What Causes Leprosy?

Leprosy, also known as Hansen’s disease, is caused by a slow-growing bacteria named Mycobacterium leprae. It is a chronic condition that can cause damage to the skin, eyes, inside of the nose, muscles, and nerves. It can be spread through physical proximity. It is an airborne infection, which spreads as the infected person breaths, sneezes, or coughs.

The bacteria, Mycobacterium leprae is responsible for majorly affecting the skin and causing damage to peripheral nerves.It is a slow-growing bacteria, but its progression can be prevented and reversed. Leprosy is a curable disease. When the treatment is taken on time, the risk of health complications can be eliminated.

The infected individual releases tiny droplets in the air, which contain infectious bacteria. These droplets get released into the environment and if a healthy person inhales these bacteria, they might get infected too. This is why one must maintain a safe distance from a patient affected with leprosy.

Is leprosy contagious? 

Sitting next to the infected person or having some physical contact can potentiate the risk of transfer of bacteria. Leprosy is not very contagious when the person is taking the treatment properly. It becomes highly contagious only when the person has left their condition untreated, and the disease has caused severe damage to their health. Also, sexual contact with an affected person must be avoided, as the risk of transfer is high.

Who is more likely to get leprosy?

Children are more susceptible to this infection. Therefore, utter care must be taken. If you have been around any person who has this disease, or a friend, a member of your family, or a relative has got this infection, then you must see your healthcare provider immediately, screening tests will reveal if you have any risk of developing the disease. The disease develops slowly and therefore, it might take several years for the person to develop the symptoms of leprosy.

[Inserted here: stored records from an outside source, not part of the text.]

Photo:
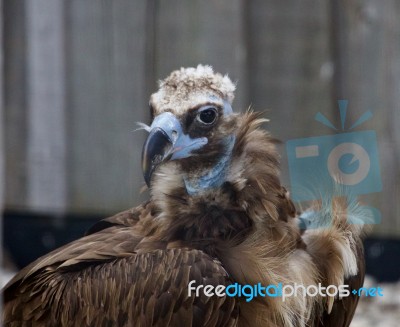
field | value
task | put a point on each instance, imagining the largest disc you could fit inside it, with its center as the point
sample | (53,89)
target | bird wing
(106,279)
(343,309)
(126,218)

People with low immunity or immunity-related disorders must be extra careful, as the possibility of progression of this disease is high among them. The ability to fight off the infection is weak among them, which is why they are more prone to the infection.

Is leprosy curable?

Fortunately, this disease is curable. Early screening and detection of the disease will be helpful in starting the treatment. When the treatment is begun on time, the progression of the disease will be prevented, and the condition can be reversed. The person can completely recover from the condition.

The healthcare provider will prescribe antibiotics to get rid of the infection. The duration of recovery may differ depending on the individual response to the treatment.First, the healthcare provider will order some diagnostic reports, which will confirm the disease, its type, and its severity. Then they begin the treatment.

What are the symptoms of leprosy?

Some obvious signs and symptoms related to leprosy are given as follows:

  • Development of flat patches on the skin surface. They might be a little lighter and uneven in appearance than your normal skin color.
  • Small lumps, nodules, or sores appear on the skin.
  • Skin turns dry, thick, and stiff.
  • Appearance of painless ulcers on the soles of the feet.
  • Swelling and lumps on face and earlobes. The swelling does not cause any pain.
  • Nerve damage in eyes, legs, arms, etc.
  • Loss of eyelashes and eyebrows.

The symptoms of this disease usually take a very long time to appear. It might take 3 to 5 years, or the person may have the infection in their body for up to 20 years but they might remain asymptomatic when the symptoms start to show.

Types of leprosy

According to the Cleveland Clinic website, leprosy is classified into three main types, they are:

  1. Tuberculoid leprosy – Also known as paucibacillary leprosy. This type of leprosy usually gives rise to mild symptoms. The individual may develop a few skin sores. It can be easily treated with medications.
  2. Lepromatous leprosy – Also termed multibacillary leprosy, individuals with this type of leprosy develop skin sores widespread around their body and lesions that affect the skin, nerves, and organs.
  3. Borderline leprosy – In this type, the person experiences a combination of symptoms of both tuberculoid and lepromatous. It is also termed dimorphous leprosy.

How to prevent leprosy?

The best way to prevent the risk of developing leprosy is to get diagnostic tests for up to 5 years and if the infection is detected then getting it treated very early. This is applicable to people who had a close encounter with the person who has this disease.

Diagnosis and treatment of leprosy

The healthcare provider will perform a combination of several diagnostic tests to confirm the disease and identify the type of it and its severity. Based on the reports, they will begin the treatment. The treatment will be given through antibiotics and if it is a case of peripheral nerve damage, they will prescribe some other treatment, because antibiotics will not work in that case.